Eleito prefeito, deputado federal, reeleito duas vezes prefeito de sua cidade, sempre com extraordinária aprovação popular, Celso Daniel construía sua visão do Brasil e do seu desenvolvimento econômico e social, através da administração local. No único intervalo em que não exerceu mandato político, em 1993 e 1994, procurou-me para ser seu orientador de doutorado. Seu projeto era de transferir para o plano teórico aquilo que realizara na prática: o desenvolvimento local. Mas era mais ambicioso. Imaginava que a partir do desenvolvimento local seria possível promover o desenvolvimento nacional. Que, no mundo globalizado em que vivemos, as cidades assumiam um novo papel: passavam também a ter o papel de sujeitos do desenvolvimento, na medida em que criavam externalidades ou sinergias essenciais para ele.
A idéia era atraente na medida em que tirava o foco da visão centralizada de governo que sempre tivemos. Estava de acordo com o espírito dominante após a redemocratização que afirmava que descentralizar é uma estratégia de fortalecer o estado, não de enfraquecê-lo, mas avançava ao recusar a tese conservadora e individualista de que os sujeitos do desenvolvimento são apenas os indivíduos e as empresas. Não, segundo Celso, também as cidades, preferivelmente organizadas em redes, podem desempenhar esse papel. Embora eu tivesse dificuldade em ver como ele conseguiria superar todas as demandas que a vida pública lhe impunha, e demonstrar esse ponto de vista através de um trabalho teórico, estimulei-o a levar adiante sua idéia, e a escrever sua tese. Logo, entretanto, foi chamado para ser candidato a deputado federal, e o projeto teve que ser postergado.
Encontramo-nos várias vezes em Brasília, nos dois anos em que foi deputado federal. De volta a Santo André, voltou a realizar uma excepcional administração local, unindo toda a sociedade local. Não logrou, porém, ver comprovada na prática sua idéia de que o desenvolvimento local se transformaria em desenvolvimento nacional. O Brasil continuou a avançar, mas muito lentamente.

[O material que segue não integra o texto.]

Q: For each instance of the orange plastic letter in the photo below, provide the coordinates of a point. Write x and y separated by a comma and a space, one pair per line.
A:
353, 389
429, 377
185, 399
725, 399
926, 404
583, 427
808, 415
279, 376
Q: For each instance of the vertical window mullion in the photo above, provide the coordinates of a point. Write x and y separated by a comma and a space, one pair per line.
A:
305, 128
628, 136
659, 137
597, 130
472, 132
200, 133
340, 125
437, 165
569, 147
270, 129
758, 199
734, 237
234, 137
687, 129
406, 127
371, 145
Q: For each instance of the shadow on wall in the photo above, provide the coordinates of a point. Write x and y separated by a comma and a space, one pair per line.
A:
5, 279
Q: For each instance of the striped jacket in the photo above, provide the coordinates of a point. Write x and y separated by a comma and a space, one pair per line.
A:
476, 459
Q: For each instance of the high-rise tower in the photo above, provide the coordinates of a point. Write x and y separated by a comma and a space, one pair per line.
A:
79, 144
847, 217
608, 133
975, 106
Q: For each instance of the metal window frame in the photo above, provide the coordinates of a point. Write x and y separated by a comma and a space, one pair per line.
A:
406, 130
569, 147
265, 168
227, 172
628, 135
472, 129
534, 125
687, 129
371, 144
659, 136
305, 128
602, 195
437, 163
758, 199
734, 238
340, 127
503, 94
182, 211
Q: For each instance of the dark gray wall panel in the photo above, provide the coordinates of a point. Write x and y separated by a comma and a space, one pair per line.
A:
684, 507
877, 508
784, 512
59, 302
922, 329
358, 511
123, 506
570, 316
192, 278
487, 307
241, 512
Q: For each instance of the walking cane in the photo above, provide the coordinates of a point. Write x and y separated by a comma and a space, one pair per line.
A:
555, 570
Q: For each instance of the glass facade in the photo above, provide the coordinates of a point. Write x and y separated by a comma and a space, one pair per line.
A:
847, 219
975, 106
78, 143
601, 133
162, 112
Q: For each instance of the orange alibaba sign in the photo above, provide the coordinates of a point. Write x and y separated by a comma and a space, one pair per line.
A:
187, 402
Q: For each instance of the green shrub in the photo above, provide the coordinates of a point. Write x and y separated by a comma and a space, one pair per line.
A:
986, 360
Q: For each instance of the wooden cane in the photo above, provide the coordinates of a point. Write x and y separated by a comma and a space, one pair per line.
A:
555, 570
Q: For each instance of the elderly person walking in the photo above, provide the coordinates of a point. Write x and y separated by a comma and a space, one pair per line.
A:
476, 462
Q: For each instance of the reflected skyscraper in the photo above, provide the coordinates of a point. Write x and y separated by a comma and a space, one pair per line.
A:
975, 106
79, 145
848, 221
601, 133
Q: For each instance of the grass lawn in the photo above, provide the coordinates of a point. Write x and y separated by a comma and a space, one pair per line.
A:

Chamado a ser o coordenador do programa de governo de seu partido na disputa pela Presidência da República, tinha agora a oportunidade de somar sua experiência e seus conhecimentos na formulação de um projeto de desenvolvimento com justiça. Sua missão, porém, foi traiçoeiramente interrompida. Não escreveu sua tese, não formulou o programa de governo de seu partido, mas semeou idéias, e deixou uma extraordinária obra administrativa e política, que por muito tempo será lembrada pelos brasileiros, pelo povo de Santo André e do ABC, e por seus amigos e colegas da GV de São Paulo.